It was back in the 1980s when our family moved to Pocatello from a town called Fair Oaks, a suburb of Sacramento, California, and the almond capital of the country.
Our youngest son, Greg, recently reminded us of memories of the home we left there. It sat on land zoned agricultural, so, with our family of five boys, we were happy to keep them busy doing the chores associated with our mini farm: harvesting those delicious almonds every year and, from time to time, caring for a cow, some pigs, a sheep, a goat, a horse, a pony, turtles, cats, chickens — and a faithful dog named Lady.
One thing we did not have were any rattlesnakes, for which we were grateful.
Our home was located not far from the Sacramento LDS Temple and the adjacent ward meetinghouse. One day when Greg was about 9 or 10, he recalled an afternoon when his Primary class was exiting the ward building and were excited to see a baby rattler close by. Some of the children grabbed sticks and teased the snake. Luckily, it was too young to bite.
On another hot, hot Sacramento summer day, our family traveled to church for Sunday services, and one of the boys spotted a huge, full-grown rattler sunning itself on the parking lot ahead of us. Against protests from Mother, Dad rolled down the window so we could drive close by and get a better look at the imposing snake.
These two incidents happened to remind us of an old, Indian legend titled, “The Little Boy and the Rattlesnake.” It went something like this:
A little boy was walking down a path, and he came across a rattlesnake. The snake was getting old, and he said to the little boy, “Please will you take me to the top of the mountain? I hope to see the sunset one last time before I die.”
The boy answered, “No, Mr. Rattlesnake. If I pick you up, you will bite me, and I will die.”
The rattlesnake said, “No, No, I promise. I won’t bite you. Please, just take me up to the mountain top one last time.”
The little boy thought about it and finally decided to do as the snake asked. He picked it up and held it carefully to his chest so as not to disturb it and carried it to the top of the mountain. There the two sat and watched the beautiful sunset together.
After the sun disappeared the snake said, “I’m cold and tired now. Will you take me home?”
Following the pleasant evening the two had had together, the boy felt safe picking the snake up again and holding it close to his chest. Down the mountain they went, and as they neared the bottom, the snake said, “I’m hungry,” so the little boy took the snake to his house and gave it some food and a place to sleep.
Next morning the snake said, “Please, little boy, will you take me back to my own home now?”
The little boy felt that he had been safe all this time, and the snake had kept its word, so he carefully picked it up, held it to his chest, and carried it back to its home hidden in the tall grass.
Just as he lowered the rattler to the ground, the snake unleashed its deadly venom into the boy’s arm.
The boy screamed and yelled, “You bit me! You bit me! Now, I will surely die!”
The snake smiled and casually slithered away as it said to the boy:
“You knew what I was when you picked me up!”
We all know that snakes rarely bite unless provoked or threatened.

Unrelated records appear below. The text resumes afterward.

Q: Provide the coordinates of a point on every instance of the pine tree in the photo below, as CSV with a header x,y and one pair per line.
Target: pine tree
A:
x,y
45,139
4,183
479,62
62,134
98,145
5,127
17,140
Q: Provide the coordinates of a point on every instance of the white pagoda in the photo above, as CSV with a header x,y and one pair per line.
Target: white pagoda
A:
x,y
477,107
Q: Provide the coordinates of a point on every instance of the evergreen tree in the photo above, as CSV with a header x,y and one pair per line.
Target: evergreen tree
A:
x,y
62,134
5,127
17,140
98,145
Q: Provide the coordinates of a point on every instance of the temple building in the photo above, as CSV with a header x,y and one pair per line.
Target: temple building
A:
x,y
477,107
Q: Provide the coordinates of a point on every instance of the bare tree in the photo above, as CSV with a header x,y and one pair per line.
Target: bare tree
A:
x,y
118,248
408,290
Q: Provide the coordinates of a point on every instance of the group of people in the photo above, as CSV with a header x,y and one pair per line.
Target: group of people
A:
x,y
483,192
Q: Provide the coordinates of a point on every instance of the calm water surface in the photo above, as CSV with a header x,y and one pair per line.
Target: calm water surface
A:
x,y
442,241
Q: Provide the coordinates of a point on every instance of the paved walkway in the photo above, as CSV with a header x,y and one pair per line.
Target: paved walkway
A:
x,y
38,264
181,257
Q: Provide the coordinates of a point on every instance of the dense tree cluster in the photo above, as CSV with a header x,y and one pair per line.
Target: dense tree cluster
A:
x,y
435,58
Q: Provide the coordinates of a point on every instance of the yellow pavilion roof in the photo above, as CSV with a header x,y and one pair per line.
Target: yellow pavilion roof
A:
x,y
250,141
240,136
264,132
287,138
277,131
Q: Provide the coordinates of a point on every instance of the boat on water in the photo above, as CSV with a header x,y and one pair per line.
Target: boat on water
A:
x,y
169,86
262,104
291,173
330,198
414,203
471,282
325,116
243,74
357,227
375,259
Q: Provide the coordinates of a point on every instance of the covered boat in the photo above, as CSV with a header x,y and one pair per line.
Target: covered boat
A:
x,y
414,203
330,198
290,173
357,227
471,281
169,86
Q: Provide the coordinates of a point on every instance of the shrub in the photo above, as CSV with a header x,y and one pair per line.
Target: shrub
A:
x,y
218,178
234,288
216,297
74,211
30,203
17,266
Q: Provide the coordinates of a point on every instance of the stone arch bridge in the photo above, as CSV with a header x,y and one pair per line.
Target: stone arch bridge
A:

However, like Satan, they can get much too close to us. They are cunning and smooth.
Satan is that “Rattler” who tempts us with vices he knows may be our weaknesses. He lulls us into thinking all is well, and we far too often welcome him into our homes and into our lives.
As Christians we should be aware of the seven deadly sins that are Satan’s tools — his way of entering in and taking over our lives — if we let him. Those seven sins are: lust, gluttony, greed, sloth, wrath, envy, and pride.
As with the rattlesnakes, we know what they are, and we know what they can do to us, if we are not careful. Yet how often do we get too close to these temptations rather than quickly backing away — before we are bitten, sometimes even destroyed?
There is hope, however, through the Atonement of our Savior, Jesus Christ. If we are bitten, there is an antidote. With his help, through repentance, we can be healed from our mistakes and find peace and hope. We can keep moving forward. We can avoid the temptations of this world. We can stay away from the hiding places where deadly snakes lie in wait. We can shun temptations, and we can keep on the safety of the covenant path.